# Can't turn on media streaming for windows 7.



## dazman22 (Dec 27, 2009)

Hey everyone, so I've been looking around for answer for ages and nothing I do seems to work.

Basically, my media streaming turned its self off. I think but am not sure it was after I upgraded to Kaspersky Internet Security 2011 which i had a few dramas with in the installation.

Anyway, now when i go to press the turn on media streaming button, it just greys out for a bit, thinks about it then goes back to the same thing. I've tried doing a system restore, (although not before i installed KIS 2011) and that didn't work. I've also noticed that I can't leave the homegroup i'm in which was created by this comp. I think the problem might stem from the fact that in my advanced sharing settings, network discovery is turned off. However when i turn it on and save it, the moment i go to check it worked it's back off.
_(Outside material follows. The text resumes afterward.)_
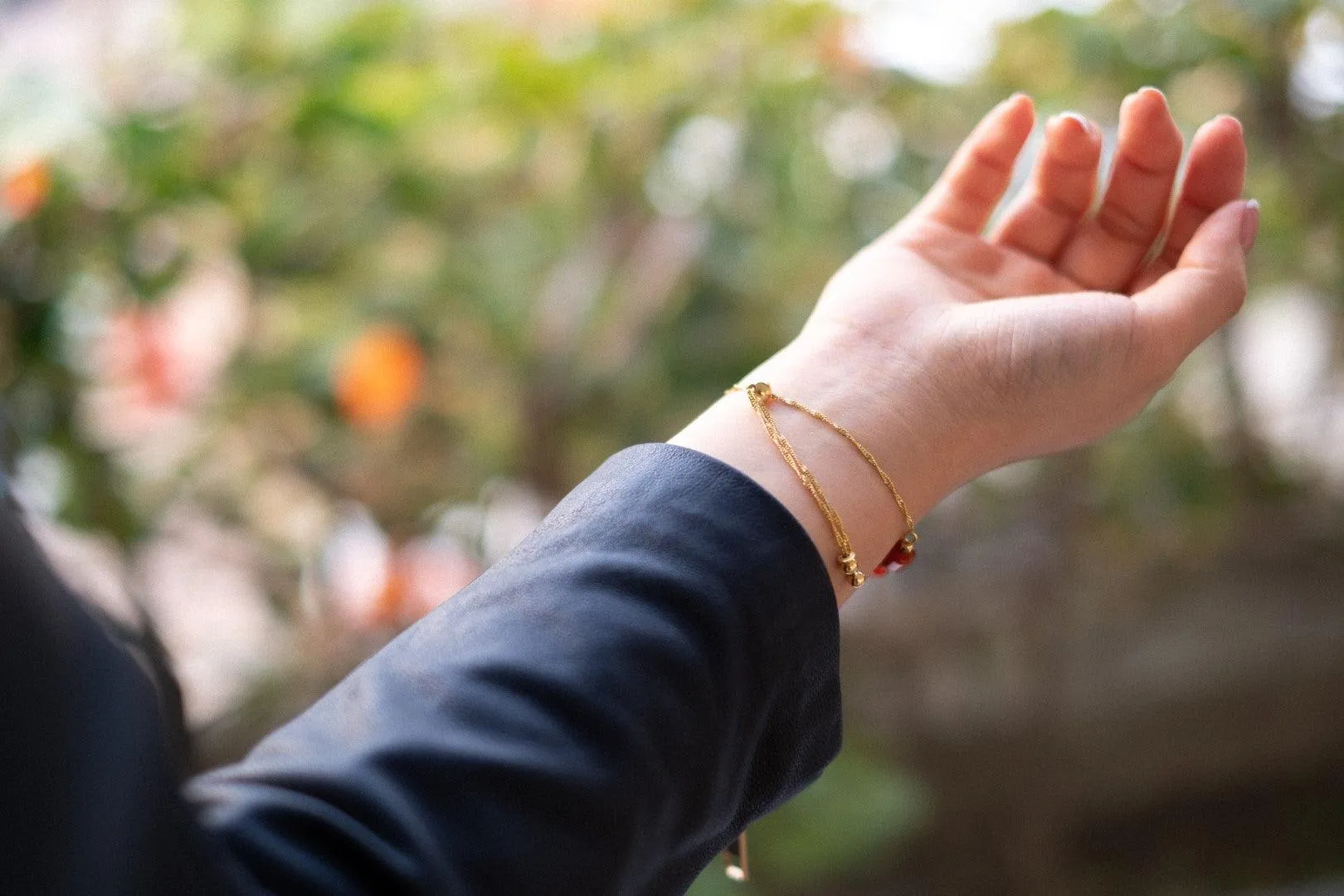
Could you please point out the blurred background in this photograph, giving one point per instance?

I have tried turning media streaming on while KIS was disabled and even not running but still with the same results. I've put my network as 'trusted' so it should allow streaming and it was before with KIS 2010. I can still see other network computers, they can't see me obviously because network discovery is off, but I'm just a little bit lost now. I've tried enabling all the services necessary including media foundation network and all necessary homegroup services but if they are disabled they generally give an error when trying to start. Also tried to restore default service settings to no avail.

Please help i want to be able to stream to my media player again!


----------



## 2xg (Aug 5, 2009)

Hello,

Try disabling the UDP protocol:

For Windows Media Player version 7.0 and later: 
On the Tools menu, click Options.
Click the Network tab.
Under Protocols, clear UDP.


----------